Silvia Rousseau
La bruma oculta el amanecer en mi puerto, hace frío y la humedad tiene aroma a mar y pescado fresco. El rompeolas es el centro de reunión de las gaviotas. Pronto Carlos irá a ese sitio a conseguir furtivamente lo necesario para el desayuno de sus hermanos.
Por la calle primera aún no transitan autos, ni caminan turistas sobre las aceras, pero los aparadores y sus artesanías esperan la lluvia de dólares de ese día. Más allá la zona comercial está dormida, las calles limpias, los semáforos funcionando y los madrugadores portan gorro y chamarra, se protegen en sus autos moviéndose como una tortuga con los faros encendidos.
Las luces de las casas caen en cascadas por los cerros de Chapultepec y el bordo del arroyo dividiendo la ciudad, nuestro “Río Támesis” diría el vecino. El pueblo despertará a las diez de la mañana, estilo gringo, para no desentonar con los visitantes. Las casas del centro como las colonias alejadas son iguales: techo de madera con “dos aguas” aunque aquí no cae nieve. Sobresalen en el paisaje de mi pariente el campo de béisbol y el Santuario de Guadalupe, sitios sagrados en distintos horarios.

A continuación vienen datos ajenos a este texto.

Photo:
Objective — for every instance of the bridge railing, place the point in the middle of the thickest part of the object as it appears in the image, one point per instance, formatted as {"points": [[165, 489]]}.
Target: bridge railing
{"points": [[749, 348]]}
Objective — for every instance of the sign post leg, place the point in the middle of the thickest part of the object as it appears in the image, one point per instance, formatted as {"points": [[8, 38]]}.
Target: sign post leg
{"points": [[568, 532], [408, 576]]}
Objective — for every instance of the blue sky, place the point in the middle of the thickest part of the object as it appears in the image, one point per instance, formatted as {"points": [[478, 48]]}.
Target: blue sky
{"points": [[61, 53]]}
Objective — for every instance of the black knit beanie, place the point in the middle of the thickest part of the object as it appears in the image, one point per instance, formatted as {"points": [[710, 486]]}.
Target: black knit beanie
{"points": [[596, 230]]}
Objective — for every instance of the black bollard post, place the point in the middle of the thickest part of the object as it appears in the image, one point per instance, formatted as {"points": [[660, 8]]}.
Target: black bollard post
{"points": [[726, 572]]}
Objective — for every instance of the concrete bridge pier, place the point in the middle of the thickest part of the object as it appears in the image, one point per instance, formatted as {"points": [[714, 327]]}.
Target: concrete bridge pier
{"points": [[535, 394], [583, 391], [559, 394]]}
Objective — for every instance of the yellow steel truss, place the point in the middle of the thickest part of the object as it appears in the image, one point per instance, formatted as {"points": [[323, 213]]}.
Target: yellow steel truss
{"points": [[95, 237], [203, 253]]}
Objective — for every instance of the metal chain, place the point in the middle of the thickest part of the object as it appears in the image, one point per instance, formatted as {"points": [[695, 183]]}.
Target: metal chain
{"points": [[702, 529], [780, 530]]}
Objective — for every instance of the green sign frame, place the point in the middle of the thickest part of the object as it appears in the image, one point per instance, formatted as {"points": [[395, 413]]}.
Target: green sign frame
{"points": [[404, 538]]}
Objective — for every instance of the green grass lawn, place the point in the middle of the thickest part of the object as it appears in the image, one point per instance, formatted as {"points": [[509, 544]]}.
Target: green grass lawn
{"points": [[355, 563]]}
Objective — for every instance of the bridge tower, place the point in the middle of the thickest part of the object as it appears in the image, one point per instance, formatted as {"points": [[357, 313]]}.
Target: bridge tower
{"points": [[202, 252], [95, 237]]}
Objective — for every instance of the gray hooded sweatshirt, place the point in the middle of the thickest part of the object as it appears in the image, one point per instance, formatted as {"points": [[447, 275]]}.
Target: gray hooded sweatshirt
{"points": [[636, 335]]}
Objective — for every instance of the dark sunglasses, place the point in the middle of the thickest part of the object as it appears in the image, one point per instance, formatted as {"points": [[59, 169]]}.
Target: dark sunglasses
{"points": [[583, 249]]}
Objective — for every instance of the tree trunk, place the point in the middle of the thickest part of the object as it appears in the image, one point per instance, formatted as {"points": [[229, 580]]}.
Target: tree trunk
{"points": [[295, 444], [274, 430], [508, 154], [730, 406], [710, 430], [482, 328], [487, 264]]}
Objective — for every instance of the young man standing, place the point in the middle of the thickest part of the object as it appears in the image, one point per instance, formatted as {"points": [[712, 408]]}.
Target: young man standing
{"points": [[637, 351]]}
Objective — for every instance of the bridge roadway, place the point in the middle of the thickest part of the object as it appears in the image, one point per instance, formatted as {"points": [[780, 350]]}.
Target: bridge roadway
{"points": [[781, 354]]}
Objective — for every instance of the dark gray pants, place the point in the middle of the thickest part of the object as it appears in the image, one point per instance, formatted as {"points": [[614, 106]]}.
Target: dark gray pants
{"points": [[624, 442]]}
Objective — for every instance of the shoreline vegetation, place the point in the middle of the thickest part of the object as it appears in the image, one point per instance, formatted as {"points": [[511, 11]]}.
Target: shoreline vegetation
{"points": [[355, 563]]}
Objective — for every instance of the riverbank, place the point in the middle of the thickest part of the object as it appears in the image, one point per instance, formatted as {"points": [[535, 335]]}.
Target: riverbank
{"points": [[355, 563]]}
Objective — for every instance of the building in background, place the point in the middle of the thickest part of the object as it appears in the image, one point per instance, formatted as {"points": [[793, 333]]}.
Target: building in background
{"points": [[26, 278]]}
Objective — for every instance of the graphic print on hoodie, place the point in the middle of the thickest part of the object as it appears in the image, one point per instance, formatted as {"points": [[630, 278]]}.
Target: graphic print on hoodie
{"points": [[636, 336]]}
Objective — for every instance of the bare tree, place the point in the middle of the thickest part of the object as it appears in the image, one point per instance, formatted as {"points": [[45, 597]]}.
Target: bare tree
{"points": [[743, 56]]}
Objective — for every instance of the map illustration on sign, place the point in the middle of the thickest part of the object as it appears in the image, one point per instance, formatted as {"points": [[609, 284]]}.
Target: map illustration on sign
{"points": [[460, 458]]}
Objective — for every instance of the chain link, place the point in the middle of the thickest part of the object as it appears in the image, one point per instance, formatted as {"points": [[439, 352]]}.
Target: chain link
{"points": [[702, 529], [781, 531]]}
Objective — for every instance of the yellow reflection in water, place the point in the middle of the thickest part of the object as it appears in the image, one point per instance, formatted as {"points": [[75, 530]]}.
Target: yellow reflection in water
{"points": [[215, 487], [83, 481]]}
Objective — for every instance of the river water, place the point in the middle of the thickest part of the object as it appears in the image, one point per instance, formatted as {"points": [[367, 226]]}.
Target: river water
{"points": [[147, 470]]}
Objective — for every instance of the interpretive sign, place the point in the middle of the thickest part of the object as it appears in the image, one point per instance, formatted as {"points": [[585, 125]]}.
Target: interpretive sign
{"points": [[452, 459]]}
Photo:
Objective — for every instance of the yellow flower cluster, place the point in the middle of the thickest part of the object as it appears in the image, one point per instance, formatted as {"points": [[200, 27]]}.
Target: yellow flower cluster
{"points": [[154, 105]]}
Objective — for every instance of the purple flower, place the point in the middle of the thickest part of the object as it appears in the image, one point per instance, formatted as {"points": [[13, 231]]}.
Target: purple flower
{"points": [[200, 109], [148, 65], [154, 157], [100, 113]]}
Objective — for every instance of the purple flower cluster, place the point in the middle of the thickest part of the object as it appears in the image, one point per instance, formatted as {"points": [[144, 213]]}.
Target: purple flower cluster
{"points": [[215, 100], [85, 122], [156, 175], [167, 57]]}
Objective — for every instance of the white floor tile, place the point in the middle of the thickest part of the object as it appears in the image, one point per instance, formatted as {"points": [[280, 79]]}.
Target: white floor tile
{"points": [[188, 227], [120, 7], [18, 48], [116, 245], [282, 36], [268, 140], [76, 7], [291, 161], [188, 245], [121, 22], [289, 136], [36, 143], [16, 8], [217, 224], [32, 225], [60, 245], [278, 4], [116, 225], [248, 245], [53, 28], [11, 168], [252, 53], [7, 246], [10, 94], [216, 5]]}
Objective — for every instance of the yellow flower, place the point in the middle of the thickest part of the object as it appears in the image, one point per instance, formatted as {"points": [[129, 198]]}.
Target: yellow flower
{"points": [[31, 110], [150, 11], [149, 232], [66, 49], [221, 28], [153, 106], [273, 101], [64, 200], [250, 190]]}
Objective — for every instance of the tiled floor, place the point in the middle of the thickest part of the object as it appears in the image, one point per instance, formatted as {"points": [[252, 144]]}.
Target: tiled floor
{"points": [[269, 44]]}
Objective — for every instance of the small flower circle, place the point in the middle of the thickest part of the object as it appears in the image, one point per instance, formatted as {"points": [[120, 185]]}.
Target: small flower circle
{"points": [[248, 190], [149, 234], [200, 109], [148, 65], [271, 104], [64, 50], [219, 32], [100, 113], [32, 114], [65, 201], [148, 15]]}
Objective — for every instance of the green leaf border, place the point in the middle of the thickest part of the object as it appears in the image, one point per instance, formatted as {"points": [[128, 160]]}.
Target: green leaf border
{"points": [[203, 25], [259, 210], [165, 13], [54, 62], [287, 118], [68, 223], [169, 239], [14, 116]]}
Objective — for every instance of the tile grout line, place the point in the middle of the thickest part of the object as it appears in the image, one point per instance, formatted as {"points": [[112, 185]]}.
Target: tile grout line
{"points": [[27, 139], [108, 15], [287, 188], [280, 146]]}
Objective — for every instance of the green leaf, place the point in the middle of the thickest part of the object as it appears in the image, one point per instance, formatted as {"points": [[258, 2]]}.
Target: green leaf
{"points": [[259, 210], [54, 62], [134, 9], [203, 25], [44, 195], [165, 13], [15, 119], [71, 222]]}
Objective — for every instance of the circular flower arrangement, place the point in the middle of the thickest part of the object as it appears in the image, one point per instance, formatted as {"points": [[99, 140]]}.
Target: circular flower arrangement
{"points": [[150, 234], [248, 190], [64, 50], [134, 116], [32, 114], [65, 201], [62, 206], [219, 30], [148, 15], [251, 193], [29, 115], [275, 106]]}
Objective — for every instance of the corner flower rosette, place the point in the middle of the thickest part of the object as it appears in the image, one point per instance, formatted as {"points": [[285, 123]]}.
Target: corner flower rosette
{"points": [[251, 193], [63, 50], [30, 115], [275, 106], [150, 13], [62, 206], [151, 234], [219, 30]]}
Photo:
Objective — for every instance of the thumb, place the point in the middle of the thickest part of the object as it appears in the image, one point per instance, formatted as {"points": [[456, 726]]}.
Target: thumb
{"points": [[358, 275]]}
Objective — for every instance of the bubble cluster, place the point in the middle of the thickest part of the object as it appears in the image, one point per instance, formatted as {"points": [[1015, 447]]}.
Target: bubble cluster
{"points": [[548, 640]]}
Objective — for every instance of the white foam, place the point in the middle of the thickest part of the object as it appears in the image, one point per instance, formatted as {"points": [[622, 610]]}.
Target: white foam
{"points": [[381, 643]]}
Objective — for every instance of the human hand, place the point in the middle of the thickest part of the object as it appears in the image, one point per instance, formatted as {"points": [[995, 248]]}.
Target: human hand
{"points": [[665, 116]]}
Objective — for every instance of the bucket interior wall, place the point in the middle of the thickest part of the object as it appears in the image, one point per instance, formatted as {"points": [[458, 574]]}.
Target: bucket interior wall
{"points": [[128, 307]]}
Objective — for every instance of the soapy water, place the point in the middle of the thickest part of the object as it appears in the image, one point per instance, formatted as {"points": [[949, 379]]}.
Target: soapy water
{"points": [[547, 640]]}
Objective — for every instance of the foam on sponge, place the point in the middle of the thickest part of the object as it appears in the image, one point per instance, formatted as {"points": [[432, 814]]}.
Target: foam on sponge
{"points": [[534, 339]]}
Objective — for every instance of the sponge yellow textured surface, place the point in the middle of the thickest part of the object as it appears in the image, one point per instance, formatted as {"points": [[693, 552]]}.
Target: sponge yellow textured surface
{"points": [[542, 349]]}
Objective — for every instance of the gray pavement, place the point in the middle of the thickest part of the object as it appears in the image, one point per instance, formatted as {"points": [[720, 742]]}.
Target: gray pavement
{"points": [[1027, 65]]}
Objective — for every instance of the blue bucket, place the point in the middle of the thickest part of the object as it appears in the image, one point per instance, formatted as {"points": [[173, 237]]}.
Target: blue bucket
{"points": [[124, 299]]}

Mi hermano encontró “raite” para el malecón. Cerca del mar, Carlos escala los almacenes de las armadoras de barcos en busca de los nidos, encuentra el botín y rápidamente corre hacia la casa de alquiler donde vivimos, de patio grande con olivos, la que tiene árboles frutales hasta en el jardín. Mi madre toma aquellos grandes huevos de cascarón achocolatado con pecas oscuras, rompe tres y en una vasija bate lo que enseguida será un omelette gigante. La yema de los huevos es color naranja y el guiso toma esa tonalidad sabrosa que de antemano sabemos tendrá sabor a pescado frito.
Esta delicia culinaria gratuita nos alegró las mañanas, mientras Carlos tuvo piernas ágiles y cuerpo pequeño para tomar lo que no era suyo y los vigilantes del orden no pudieran alcanzarlo al momento de la huida. Hoy sólo es recuerdo.